Even if the course has demonstrated significant effect on unipolar depression in the present sample, one may questions to which extent the results can be generalized to depressed patients in general. As people with psychosis, bipolar affective disorder, subclinical depression, suicidal thoughts and obvious learning disability were left out, the study cannot say anything about the effect on these groups. The overrepresentation of people with higher education may indicate that the course is most suitable for people with cognitive skills above the average, but this should be subject for further research. Taken into consideration that the participants were strongly motivated for a course like the present one, since they to a great extent had experienced other types of psychotherapy and medication without satisfactory results, the participants obviously represent a special selection. This selection, however, should not necessarily favour a positive outcome, since it consists of a group with long duration of illness (58% having been depressed more than two years), and with little effect of other types of treatment. It is likely that the course would be even more effective in people with depression of shorter duration. This assumption is supported by the negative effect on outcome of duration of depression in the logistic regression analysis.
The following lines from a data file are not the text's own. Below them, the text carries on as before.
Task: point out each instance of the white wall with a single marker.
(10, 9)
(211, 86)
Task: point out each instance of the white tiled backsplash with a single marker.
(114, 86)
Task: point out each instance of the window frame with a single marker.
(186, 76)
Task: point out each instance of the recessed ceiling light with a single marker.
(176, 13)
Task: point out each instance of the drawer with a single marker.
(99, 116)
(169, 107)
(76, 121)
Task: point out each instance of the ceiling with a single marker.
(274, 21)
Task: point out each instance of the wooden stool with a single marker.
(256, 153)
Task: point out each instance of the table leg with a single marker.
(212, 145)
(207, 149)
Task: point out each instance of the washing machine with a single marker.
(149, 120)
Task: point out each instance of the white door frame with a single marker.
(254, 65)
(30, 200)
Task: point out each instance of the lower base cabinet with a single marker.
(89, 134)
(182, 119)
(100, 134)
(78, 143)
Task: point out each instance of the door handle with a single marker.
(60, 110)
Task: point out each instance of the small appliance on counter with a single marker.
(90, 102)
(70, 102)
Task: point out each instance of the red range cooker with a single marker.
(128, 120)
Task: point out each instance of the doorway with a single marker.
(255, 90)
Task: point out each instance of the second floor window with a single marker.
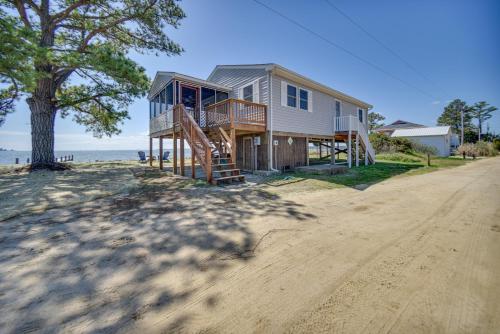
(291, 92)
(248, 93)
(338, 107)
(304, 99)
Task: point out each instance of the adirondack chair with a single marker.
(142, 157)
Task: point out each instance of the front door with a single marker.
(247, 154)
(189, 97)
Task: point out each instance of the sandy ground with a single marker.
(416, 254)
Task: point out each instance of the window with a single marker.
(207, 97)
(291, 92)
(304, 99)
(338, 108)
(221, 96)
(248, 93)
(162, 101)
(170, 95)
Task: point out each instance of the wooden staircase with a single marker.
(213, 149)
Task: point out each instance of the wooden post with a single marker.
(307, 151)
(357, 150)
(161, 153)
(349, 150)
(181, 138)
(333, 150)
(151, 151)
(175, 151)
(233, 146)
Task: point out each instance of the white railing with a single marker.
(161, 122)
(346, 123)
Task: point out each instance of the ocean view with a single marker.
(9, 157)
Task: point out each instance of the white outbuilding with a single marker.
(436, 136)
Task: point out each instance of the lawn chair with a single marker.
(166, 155)
(142, 157)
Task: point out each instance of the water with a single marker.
(9, 157)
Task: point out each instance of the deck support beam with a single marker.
(349, 149)
(357, 150)
(151, 151)
(307, 151)
(175, 151)
(233, 146)
(333, 150)
(161, 153)
(181, 149)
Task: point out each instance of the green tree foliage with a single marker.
(375, 120)
(451, 116)
(482, 111)
(71, 57)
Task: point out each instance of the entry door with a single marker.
(247, 154)
(189, 97)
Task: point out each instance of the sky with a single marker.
(452, 48)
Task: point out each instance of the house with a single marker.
(254, 117)
(399, 124)
(439, 137)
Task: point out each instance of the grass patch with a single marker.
(387, 166)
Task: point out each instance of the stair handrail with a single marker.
(227, 140)
(197, 140)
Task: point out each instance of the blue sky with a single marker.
(453, 43)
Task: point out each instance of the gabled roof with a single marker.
(399, 124)
(420, 132)
(294, 76)
(162, 78)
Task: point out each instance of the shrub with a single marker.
(399, 157)
(496, 144)
(467, 149)
(384, 144)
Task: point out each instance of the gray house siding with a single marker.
(319, 121)
(240, 77)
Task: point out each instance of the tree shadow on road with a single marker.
(105, 264)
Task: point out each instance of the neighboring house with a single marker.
(439, 137)
(255, 117)
(399, 124)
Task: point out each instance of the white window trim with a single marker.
(341, 108)
(255, 91)
(284, 97)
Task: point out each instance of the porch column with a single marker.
(161, 153)
(151, 151)
(307, 151)
(175, 151)
(193, 157)
(349, 148)
(366, 156)
(181, 138)
(333, 150)
(233, 146)
(357, 150)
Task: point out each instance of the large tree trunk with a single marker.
(42, 132)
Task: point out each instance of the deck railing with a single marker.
(232, 112)
(346, 123)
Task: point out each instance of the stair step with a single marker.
(226, 170)
(223, 165)
(230, 178)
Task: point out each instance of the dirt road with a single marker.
(416, 254)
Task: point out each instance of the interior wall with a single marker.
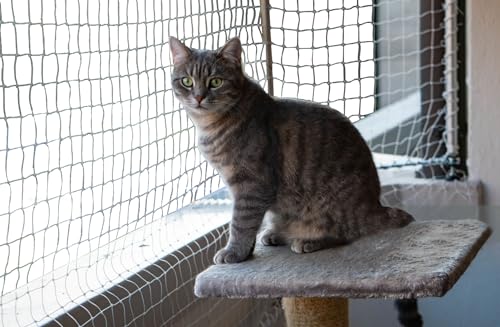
(483, 80)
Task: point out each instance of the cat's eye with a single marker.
(187, 82)
(215, 82)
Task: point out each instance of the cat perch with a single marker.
(423, 259)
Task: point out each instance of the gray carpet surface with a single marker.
(423, 259)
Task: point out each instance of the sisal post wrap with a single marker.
(316, 312)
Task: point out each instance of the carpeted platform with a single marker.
(423, 259)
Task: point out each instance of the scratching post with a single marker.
(423, 259)
(316, 312)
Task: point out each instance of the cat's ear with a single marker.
(232, 50)
(180, 53)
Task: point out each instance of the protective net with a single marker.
(99, 159)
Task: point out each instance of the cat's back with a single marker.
(315, 123)
(320, 149)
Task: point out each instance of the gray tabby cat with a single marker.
(302, 163)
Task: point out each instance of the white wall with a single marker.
(483, 79)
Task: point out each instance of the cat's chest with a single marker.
(219, 155)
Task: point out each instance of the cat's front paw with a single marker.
(230, 255)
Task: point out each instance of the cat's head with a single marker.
(207, 80)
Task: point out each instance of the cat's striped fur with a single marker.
(302, 163)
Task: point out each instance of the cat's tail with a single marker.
(398, 217)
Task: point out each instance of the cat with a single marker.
(302, 164)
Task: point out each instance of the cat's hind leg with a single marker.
(272, 234)
(307, 246)
(271, 237)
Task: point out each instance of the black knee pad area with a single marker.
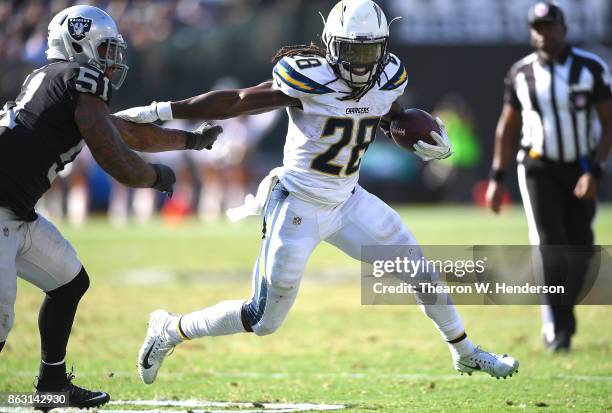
(74, 289)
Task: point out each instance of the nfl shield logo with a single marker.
(78, 27)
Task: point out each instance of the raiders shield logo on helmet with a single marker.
(78, 27)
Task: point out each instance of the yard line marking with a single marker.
(192, 405)
(340, 375)
(259, 407)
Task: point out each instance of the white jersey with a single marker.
(327, 136)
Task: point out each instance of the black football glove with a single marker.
(165, 179)
(203, 137)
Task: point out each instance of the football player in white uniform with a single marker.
(335, 97)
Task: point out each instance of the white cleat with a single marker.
(497, 365)
(157, 345)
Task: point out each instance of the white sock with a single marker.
(463, 348)
(449, 324)
(447, 320)
(219, 320)
(54, 364)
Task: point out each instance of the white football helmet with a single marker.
(356, 36)
(79, 33)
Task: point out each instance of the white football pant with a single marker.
(294, 227)
(38, 253)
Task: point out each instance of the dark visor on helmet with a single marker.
(360, 54)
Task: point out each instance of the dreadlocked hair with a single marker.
(301, 49)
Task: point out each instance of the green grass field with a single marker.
(330, 350)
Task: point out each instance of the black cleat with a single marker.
(562, 342)
(77, 396)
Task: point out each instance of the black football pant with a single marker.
(562, 229)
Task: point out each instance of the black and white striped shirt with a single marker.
(556, 99)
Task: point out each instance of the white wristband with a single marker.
(164, 111)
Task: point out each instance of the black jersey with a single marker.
(38, 134)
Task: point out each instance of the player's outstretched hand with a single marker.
(441, 150)
(147, 114)
(203, 137)
(164, 182)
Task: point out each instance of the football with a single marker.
(411, 126)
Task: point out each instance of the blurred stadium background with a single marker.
(456, 52)
(331, 349)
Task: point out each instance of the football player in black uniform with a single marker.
(62, 107)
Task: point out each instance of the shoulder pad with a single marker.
(300, 76)
(89, 79)
(395, 75)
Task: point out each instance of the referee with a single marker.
(560, 98)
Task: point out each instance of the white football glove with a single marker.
(441, 150)
(147, 114)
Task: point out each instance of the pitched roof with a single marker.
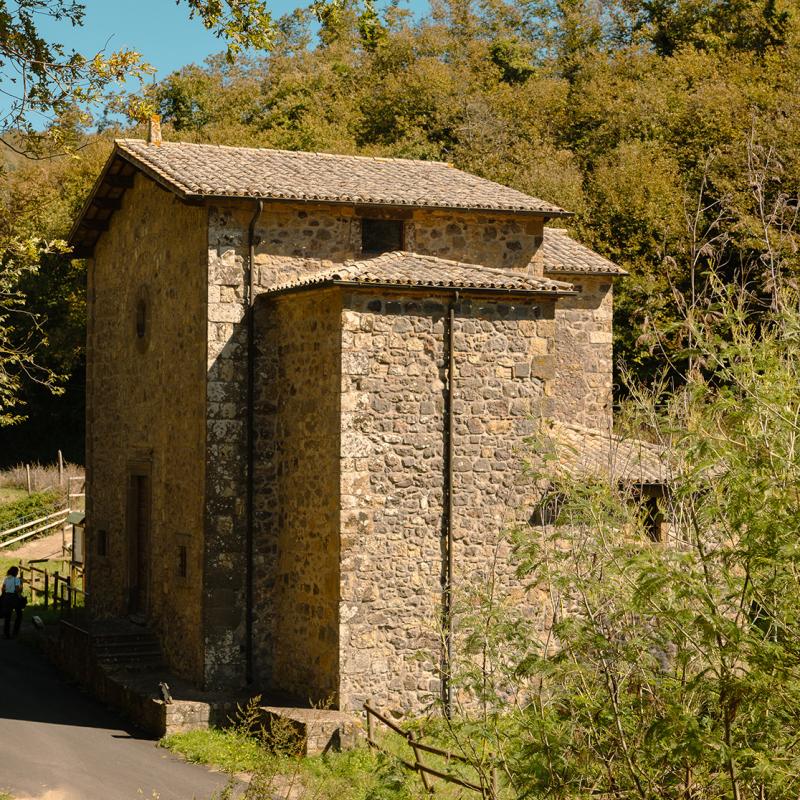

When assessing the effect of the program, one also has to take into consideration the level of competency of the group leaders. In the present study, the intervention was part of a training program of group leaders, which means that they had no prior experience from conducting courses like this. This makes it likely that the effect will be even better with more experienced group leaders.

As mentioned in the introduction, the CWD course in the ODIN project had a rather low acceptability, probably because of fear of stigmatization. The present study, dealing with a special selection of highly motivated people, does not directly address the question of acceptability in the general population. However, after the training of more than 200 group leaders, mainly psychiatric nurses, the course has now been implemented in more than 2000 depressed patients in Norway, mainly referred from General Practitioners. Fear of stigmatization doesn't seem to be a problem in this setting, where people themselves are searching for help, as contrary to the situation in the ODIN project, where depressed people were identified by an epidemiological study.

Overall evidence

The study indicates that the intervention is effective in people with unipolar depression with relatively long duration of illness, where other types of treatment have failed or had a limited effect. The course is especially suitable for the primary health services, and does not require highly specialized staff, like psychiatrists or clinical psychologists.